Desmontes na Seguridade Social ameaçam a promoção da igualdade

 

O Brasil é um dos países mais desiguais do mundo. No atual momento de desmontes de Políticas Públicas que prejudicam os mecanismos que combatem a pobreza, o desemprego e a exclusão social, é essencial pensar nas questões associadas à Justiça Social.

No ano passado, o Governo Federal anunciou um corte de quase 100% na proposta orçamentária para a Política de Assistência Social de 2018. Após várias mobilizações da categoria e da sociedade organizada, o valor fixado pelo Ministério do Planejamento teve um aumento, mas ainda está abaixo do que o Conselho Nacional de Assistência Social (CNAS) havia aprovado como orçamento para este ano.
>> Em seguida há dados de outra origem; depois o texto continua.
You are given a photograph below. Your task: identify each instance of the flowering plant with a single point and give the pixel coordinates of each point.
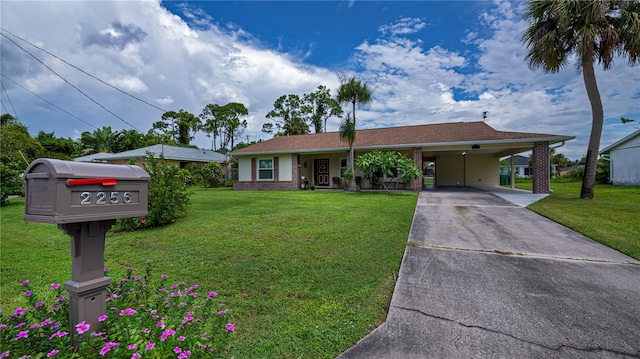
(145, 319)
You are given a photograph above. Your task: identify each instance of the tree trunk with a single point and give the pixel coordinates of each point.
(589, 76)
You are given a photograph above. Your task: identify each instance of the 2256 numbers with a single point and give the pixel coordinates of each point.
(102, 198)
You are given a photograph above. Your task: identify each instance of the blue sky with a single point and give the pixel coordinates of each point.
(428, 61)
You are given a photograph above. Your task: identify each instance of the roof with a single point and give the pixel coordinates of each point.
(169, 152)
(519, 160)
(621, 142)
(398, 137)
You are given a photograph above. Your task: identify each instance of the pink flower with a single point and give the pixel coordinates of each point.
(167, 333)
(58, 334)
(82, 327)
(22, 335)
(128, 311)
(108, 347)
(184, 354)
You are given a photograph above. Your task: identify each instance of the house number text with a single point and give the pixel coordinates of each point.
(103, 198)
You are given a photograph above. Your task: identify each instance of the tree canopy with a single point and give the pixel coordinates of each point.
(592, 31)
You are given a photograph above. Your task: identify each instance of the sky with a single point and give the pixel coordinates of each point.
(427, 61)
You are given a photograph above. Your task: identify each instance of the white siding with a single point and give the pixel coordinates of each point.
(244, 168)
(625, 163)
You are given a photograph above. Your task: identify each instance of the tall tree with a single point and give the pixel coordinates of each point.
(101, 140)
(593, 31)
(347, 134)
(58, 147)
(320, 106)
(289, 118)
(180, 124)
(224, 121)
(353, 91)
(233, 124)
(212, 117)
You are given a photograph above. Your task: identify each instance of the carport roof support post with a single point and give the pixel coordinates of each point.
(541, 165)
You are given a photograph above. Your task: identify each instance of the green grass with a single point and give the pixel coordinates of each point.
(611, 217)
(305, 274)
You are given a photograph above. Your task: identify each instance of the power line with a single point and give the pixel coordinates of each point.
(49, 102)
(9, 98)
(86, 73)
(69, 83)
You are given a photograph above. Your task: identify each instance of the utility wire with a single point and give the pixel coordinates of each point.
(49, 102)
(86, 73)
(8, 98)
(69, 83)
Como conseqüência do corte, em torno de 2 milhões de famílias ficarão sem o Bolsa Família, estima Rosilene Rocha, Secretária de Estado de Trabalho e Desenvolvimento Social. Soma-se a isso o Novo Regime Fiscal, instaurado pela Emenda Constitucional n° 95, que congelou os gastos públicos com as políticas sociais. Além disso, tramita na Câmara dos Deputados a Reforma da Previdência (PEC 287/16), que precariza a Seguridade Social e desvincula o valor do Benefício de Prestação Continuada do salário mínimo.
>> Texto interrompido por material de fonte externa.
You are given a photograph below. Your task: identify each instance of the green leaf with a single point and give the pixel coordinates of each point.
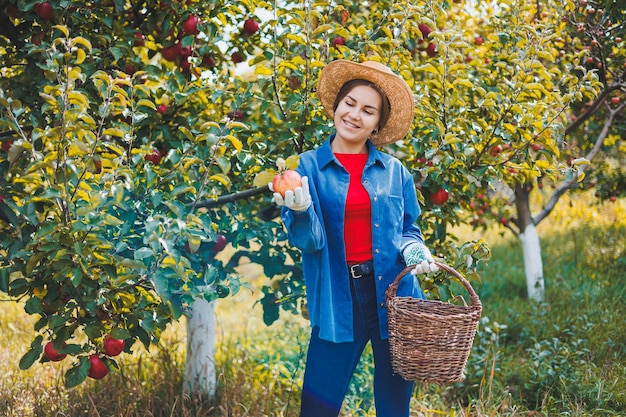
(78, 373)
(33, 353)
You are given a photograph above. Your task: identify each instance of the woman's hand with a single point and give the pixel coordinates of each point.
(297, 200)
(418, 254)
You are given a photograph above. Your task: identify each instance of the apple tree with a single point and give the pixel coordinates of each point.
(138, 138)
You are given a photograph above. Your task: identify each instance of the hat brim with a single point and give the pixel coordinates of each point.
(400, 96)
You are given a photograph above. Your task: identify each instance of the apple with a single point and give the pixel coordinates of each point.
(12, 11)
(208, 61)
(44, 10)
(98, 369)
(52, 354)
(237, 57)
(139, 39)
(154, 157)
(250, 26)
(286, 180)
(190, 25)
(219, 244)
(496, 150)
(237, 115)
(170, 53)
(113, 347)
(339, 40)
(431, 49)
(6, 145)
(439, 197)
(425, 29)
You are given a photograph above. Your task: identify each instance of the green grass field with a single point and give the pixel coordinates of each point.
(563, 357)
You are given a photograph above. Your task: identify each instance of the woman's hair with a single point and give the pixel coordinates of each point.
(385, 108)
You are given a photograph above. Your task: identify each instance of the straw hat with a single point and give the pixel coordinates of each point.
(338, 72)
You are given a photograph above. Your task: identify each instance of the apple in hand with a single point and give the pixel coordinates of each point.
(286, 180)
(113, 347)
(97, 369)
(439, 197)
(52, 354)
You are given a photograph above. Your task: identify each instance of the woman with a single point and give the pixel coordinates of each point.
(354, 221)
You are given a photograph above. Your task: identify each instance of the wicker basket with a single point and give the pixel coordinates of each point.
(430, 340)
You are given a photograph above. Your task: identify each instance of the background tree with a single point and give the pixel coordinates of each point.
(138, 138)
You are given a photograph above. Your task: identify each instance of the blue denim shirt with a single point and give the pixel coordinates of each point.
(319, 234)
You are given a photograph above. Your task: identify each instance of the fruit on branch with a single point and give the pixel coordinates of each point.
(112, 347)
(97, 368)
(439, 197)
(52, 354)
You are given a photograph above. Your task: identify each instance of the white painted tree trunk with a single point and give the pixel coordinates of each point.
(200, 374)
(533, 265)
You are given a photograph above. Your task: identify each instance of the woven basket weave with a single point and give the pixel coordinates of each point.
(430, 340)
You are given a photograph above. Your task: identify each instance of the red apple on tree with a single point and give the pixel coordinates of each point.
(190, 25)
(339, 40)
(439, 197)
(44, 10)
(250, 26)
(219, 244)
(112, 347)
(97, 369)
(431, 49)
(154, 157)
(52, 354)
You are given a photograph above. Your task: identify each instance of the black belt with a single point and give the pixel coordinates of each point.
(357, 271)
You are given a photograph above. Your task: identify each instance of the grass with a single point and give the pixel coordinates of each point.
(563, 357)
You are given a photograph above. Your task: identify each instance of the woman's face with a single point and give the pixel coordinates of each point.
(357, 115)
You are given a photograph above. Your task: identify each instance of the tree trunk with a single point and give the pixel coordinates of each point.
(200, 374)
(533, 265)
(531, 248)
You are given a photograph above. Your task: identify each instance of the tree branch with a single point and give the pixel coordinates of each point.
(566, 185)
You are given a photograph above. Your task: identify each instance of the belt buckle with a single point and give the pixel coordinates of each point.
(352, 273)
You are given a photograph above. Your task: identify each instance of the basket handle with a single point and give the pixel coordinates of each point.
(474, 299)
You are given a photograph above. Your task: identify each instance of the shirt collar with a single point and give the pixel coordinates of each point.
(325, 154)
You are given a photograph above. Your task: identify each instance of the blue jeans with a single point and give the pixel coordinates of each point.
(330, 366)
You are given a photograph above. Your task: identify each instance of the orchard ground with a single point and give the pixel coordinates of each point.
(562, 357)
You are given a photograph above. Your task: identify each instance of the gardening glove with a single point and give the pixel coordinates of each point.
(418, 254)
(297, 200)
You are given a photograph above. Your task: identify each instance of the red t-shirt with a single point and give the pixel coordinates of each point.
(358, 217)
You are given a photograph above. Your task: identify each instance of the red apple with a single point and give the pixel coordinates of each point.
(170, 53)
(496, 150)
(190, 25)
(6, 145)
(237, 57)
(139, 39)
(339, 40)
(44, 10)
(98, 369)
(113, 347)
(219, 244)
(208, 61)
(425, 29)
(286, 180)
(250, 26)
(439, 197)
(154, 157)
(52, 354)
(431, 49)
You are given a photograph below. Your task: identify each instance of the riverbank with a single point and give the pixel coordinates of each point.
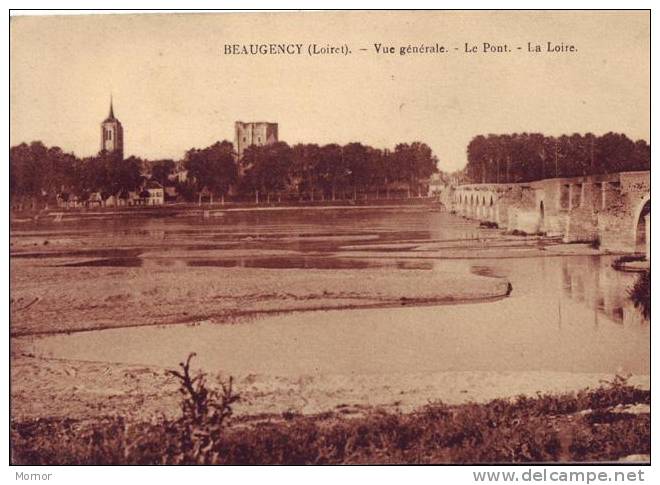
(610, 423)
(349, 314)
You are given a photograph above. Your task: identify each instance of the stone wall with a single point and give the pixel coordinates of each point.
(605, 208)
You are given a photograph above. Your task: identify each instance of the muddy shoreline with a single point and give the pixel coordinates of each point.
(61, 284)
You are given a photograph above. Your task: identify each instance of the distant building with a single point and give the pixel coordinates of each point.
(155, 194)
(257, 133)
(112, 134)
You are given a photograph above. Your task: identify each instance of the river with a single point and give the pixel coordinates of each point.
(566, 313)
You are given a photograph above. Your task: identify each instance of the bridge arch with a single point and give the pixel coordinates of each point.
(641, 236)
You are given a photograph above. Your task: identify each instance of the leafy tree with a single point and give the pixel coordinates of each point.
(213, 167)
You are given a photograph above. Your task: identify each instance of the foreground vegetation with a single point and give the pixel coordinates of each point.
(584, 426)
(640, 293)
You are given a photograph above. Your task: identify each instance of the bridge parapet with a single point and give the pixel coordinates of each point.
(607, 208)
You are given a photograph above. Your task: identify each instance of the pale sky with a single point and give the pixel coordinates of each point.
(174, 88)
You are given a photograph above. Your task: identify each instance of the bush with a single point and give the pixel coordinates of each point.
(640, 293)
(566, 427)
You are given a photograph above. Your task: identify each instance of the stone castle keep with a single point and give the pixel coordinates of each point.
(613, 209)
(112, 134)
(257, 133)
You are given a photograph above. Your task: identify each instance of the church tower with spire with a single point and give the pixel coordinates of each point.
(112, 134)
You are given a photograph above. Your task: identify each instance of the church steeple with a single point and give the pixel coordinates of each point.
(112, 133)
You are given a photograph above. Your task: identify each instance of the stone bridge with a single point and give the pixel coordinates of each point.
(613, 209)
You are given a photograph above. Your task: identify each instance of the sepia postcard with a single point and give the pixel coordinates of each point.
(331, 237)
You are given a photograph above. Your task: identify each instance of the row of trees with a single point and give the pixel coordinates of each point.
(533, 156)
(306, 171)
(38, 172)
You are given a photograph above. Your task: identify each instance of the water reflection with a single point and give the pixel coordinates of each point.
(594, 282)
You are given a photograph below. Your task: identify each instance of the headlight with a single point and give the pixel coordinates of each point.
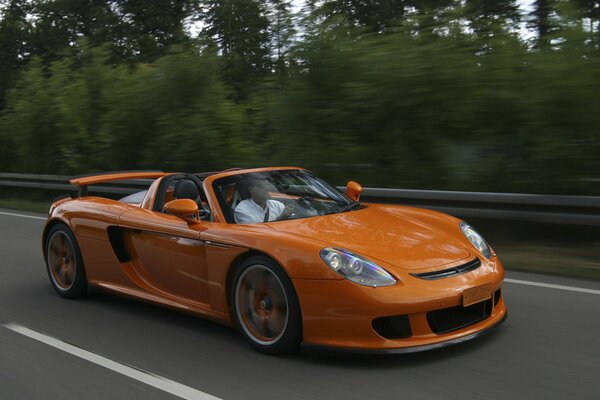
(476, 239)
(356, 268)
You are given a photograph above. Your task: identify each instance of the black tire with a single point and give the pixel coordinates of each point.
(64, 263)
(265, 306)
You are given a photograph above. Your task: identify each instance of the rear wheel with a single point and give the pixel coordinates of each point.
(64, 262)
(266, 307)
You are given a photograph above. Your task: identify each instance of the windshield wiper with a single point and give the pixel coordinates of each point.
(355, 205)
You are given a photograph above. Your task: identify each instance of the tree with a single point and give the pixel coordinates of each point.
(282, 30)
(373, 15)
(540, 21)
(60, 24)
(240, 31)
(14, 43)
(150, 27)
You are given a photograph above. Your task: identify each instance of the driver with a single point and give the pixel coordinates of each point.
(259, 208)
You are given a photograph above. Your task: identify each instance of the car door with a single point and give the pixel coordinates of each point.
(167, 253)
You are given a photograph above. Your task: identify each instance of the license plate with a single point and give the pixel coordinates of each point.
(477, 294)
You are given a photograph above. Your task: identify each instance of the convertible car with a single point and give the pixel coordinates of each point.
(283, 256)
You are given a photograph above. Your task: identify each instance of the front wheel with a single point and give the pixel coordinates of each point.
(266, 307)
(64, 262)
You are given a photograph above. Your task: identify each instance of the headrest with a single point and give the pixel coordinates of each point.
(186, 189)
Além disso, mais de 64% da população brasileira tem restrição de acesso a pelo menos um direito –educação, proteção social, moradia adequada, serviços de saneamento básico e Internet –, de acordo coma pesquisa de Síntese de Indicadores Sociais (SIS) de 2017 do Instituto Brasileiro de Geografia e Estatística (IBGE).

 

CRAS e CREAS

Recentemente houve um aumento na procura dos serviços do Centro de Referência de Assistência Social (CRAS) e do Centro de Referência Especializado de Assistência Social (CREAS), conta Gesielene Carvalho Oliveira (CRP-08/17373), que faz parte da Comissão de Psicologia e Assistência Social em Londrina e atua no CRAS de Cambé. Segundo a Psicóloga, o público que busca as unidades também está um pouco diferente. Aqueles que possuíam uma condição econômica estável hoje se encontram em dificuldades que nunca passaram antes, ou até em condições de desemprego.
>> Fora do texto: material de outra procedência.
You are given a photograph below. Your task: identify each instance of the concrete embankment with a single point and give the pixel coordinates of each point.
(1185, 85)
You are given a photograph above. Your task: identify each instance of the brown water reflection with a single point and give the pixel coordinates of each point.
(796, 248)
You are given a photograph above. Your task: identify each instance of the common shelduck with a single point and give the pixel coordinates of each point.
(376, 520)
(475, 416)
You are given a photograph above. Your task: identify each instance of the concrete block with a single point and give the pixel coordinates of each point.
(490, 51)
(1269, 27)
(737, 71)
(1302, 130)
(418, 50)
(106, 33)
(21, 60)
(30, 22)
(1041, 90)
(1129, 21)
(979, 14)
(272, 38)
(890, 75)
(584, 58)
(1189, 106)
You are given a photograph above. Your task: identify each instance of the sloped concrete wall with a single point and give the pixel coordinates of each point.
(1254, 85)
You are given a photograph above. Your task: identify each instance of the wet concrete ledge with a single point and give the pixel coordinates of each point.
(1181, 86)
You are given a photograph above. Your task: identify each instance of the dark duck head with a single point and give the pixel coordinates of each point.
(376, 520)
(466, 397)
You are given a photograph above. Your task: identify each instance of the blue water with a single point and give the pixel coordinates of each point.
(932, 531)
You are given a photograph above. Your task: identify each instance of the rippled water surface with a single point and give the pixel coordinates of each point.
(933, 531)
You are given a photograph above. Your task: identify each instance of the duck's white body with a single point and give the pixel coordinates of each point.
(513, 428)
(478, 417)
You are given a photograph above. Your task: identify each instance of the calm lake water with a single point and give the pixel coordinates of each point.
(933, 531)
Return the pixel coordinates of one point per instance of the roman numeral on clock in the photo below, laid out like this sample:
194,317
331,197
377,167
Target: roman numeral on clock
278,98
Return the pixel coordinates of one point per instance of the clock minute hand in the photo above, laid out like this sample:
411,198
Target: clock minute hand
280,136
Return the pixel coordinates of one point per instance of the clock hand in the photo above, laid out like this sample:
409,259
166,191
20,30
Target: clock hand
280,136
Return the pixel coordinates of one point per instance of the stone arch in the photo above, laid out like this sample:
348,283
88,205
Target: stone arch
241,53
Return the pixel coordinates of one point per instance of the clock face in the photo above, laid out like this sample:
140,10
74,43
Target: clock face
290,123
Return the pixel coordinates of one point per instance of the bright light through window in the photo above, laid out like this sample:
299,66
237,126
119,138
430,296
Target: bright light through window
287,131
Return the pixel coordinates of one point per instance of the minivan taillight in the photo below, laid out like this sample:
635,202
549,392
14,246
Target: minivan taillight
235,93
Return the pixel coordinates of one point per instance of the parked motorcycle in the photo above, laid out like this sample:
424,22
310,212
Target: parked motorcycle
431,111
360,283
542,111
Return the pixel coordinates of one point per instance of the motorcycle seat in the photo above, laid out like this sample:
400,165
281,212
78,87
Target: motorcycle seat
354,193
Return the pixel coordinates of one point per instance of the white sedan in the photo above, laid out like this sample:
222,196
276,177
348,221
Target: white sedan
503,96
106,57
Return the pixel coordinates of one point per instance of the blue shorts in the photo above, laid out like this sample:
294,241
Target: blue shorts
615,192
Enquanto a procura dos serviços está maior, a oferta diminui. “Há uma tendência de unificar os serviços dos CREAS. Serviços estão sendo fechados pelo Brasil, e há ainda a tendência de terceirizar o trabalho dos equipamentos de Assistência Social”, explica Gesielene.

Para ela, esta situação revela não só os desmontes na Assistência Social, mas um reflexo de desmontes nas Políticas Públicas em todo o país. Gesielene acredita que é importante que as(os) Psicólogas(os) se organizem em defesa do bem-estar e da igualdade, por meio de instâncias do Controle Social e equipamentos como dos Fóruns Regionais e Nacional de Trabalhadores(as) do SUAS (FETSUAS e FNTSUAS), que estão se mobilizando fortemente em defesa da Assistência Social. “É preciso dialogar com outros profissionais e perceber que sozinhos não conseguimos transformar a realidade”, afirma a Psicóloga.

 

Dia Mundial da Justiça Social

O Dia Mundial da Justiça Social, no dia 20 de fevereiro, relembra a necessidade de direcionamento para ações que promovam a igualdade social e a garantia dos direitos fundamentais para todos os povos, como o acesso à justiça, à educação, à saúde, e ao trabalho.